European markets posted modest gains in early trading, with benchmark indexes in London, Paris and Frankfurt rising by around 0.5%.
Japan’s Nikkei added just 0.2%, while Hong Kong’s Hang Seng slipped into the red, losing 0.9%.
Both indexes had started the day strongly. The Nikkei at one point surged as much as 3.4%, while the Hang Seng posted gains as high as 2.9%.
The Asian markets had initially taken their cues from Wall Street. After two sessions of heavy declines, the Dow shook off a bad start to close up 2.3% on Tuesday.
But Wednesday could be another volatile day in the U.S. Dow futures were down more than 220 points, or 0.9% around 3:45 a.m. ET.
Some market watchers have voiced optimism that the heavy losses at the start of this week were just a blip in a bull run for stocks that’s set to continue.
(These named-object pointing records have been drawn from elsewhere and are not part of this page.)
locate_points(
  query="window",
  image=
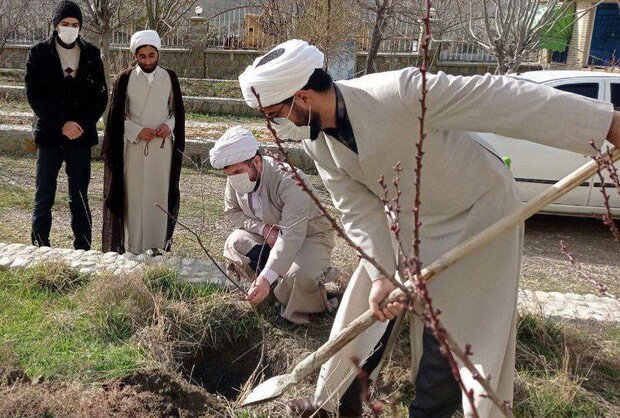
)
(605, 44)
(582, 89)
(615, 95)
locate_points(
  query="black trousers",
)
(77, 167)
(437, 393)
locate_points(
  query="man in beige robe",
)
(356, 131)
(149, 148)
(280, 235)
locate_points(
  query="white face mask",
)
(286, 129)
(68, 34)
(241, 183)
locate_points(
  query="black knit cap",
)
(64, 9)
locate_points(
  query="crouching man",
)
(281, 237)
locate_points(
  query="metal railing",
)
(460, 51)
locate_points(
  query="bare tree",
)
(165, 15)
(12, 13)
(511, 30)
(336, 24)
(103, 18)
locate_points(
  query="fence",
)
(250, 28)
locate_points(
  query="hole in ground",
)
(226, 368)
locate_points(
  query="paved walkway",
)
(554, 305)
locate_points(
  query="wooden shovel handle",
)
(363, 322)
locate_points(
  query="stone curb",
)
(20, 256)
(582, 309)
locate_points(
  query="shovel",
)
(278, 385)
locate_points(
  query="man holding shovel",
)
(356, 131)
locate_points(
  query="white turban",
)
(236, 145)
(143, 38)
(280, 73)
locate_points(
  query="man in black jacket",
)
(66, 88)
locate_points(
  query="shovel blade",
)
(269, 390)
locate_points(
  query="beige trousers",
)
(301, 291)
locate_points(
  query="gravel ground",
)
(544, 266)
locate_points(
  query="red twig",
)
(609, 164)
(600, 287)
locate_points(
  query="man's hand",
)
(163, 131)
(614, 131)
(270, 233)
(72, 130)
(259, 291)
(147, 134)
(381, 288)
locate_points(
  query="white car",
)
(536, 166)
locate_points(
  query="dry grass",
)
(55, 277)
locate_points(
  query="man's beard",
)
(149, 69)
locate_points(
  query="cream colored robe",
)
(302, 253)
(147, 177)
(464, 189)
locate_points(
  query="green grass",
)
(50, 336)
(11, 77)
(566, 371)
(162, 279)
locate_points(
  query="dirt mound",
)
(141, 394)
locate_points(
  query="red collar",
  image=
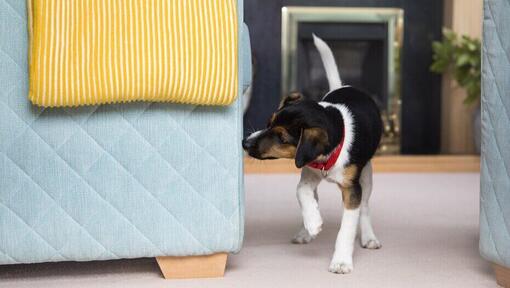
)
(325, 166)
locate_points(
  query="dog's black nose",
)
(246, 144)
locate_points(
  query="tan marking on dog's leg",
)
(368, 238)
(351, 189)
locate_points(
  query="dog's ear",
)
(312, 144)
(293, 97)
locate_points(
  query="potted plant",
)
(462, 56)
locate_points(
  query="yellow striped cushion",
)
(104, 51)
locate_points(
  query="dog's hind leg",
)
(307, 198)
(368, 238)
(344, 246)
(303, 237)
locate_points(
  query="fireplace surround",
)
(366, 43)
(420, 89)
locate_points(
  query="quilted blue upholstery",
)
(495, 188)
(113, 181)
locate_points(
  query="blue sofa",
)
(114, 181)
(495, 168)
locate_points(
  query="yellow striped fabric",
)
(106, 51)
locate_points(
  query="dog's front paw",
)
(340, 267)
(313, 223)
(302, 237)
(371, 244)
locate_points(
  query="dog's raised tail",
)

But others are cautioning against trying to “buy the dip” for the time being.
“We would resist the temptation of catching a rebound,” said Hao Hong, head of research at Chinese stock broker BOCOM International.
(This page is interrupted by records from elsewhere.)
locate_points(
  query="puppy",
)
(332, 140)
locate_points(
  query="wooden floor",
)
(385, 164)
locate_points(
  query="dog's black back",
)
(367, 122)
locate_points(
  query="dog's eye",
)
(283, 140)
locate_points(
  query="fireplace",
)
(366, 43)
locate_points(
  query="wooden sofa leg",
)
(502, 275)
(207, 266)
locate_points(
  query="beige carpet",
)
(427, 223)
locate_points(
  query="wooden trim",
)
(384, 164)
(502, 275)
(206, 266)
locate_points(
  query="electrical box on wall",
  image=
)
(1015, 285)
He added that a combination of high valuations in stock markets and rising interest rates around the world was the “worst recipe.”
“The market may have (already) seen its high for the first half of 2018,” Hong said.
Losses this week have taken the shine off of a recent rally in Asian stock markets. The Hang Seng hit an all-time record in January, while the Nikkei has recently flirted with levels not seen since the early 1990s.
Tokyo stocks plunged more than 7% over the course of Monday and Tuesday, erasing all of their gains for the year so far.
The punishing rout has also pushed key indexes in Germany, Spain and Sweden into correction territory, meaning they have dropped 10% or more from recent highs.
The mass selling this week was ignited by stronger-than-expected growth in wages in the U.S. That prompted fears that the Federal Reserve may have to raise interest rates quicker than initially thought to stave off inflation. That in turn pushed bond yields higher, draining money out of global stocks.
Some analysts suggest that despite this week’s misery, 2018 could still be a good year for Asian stocks — regardless of what happens in the U.S. market.
Shares in the region are still significantly cheaper than their counterparts in the U.S., according to Kim Iskyan, an analyst at research firm Stansberry Churchouse. He cited a key valuation metric used by investors to compare companies’ stock prices with their expected earnings.
“Asia is a much better place to be than the U.S. market right now,” Iskyan said.
— Charles Riley contributed to this report.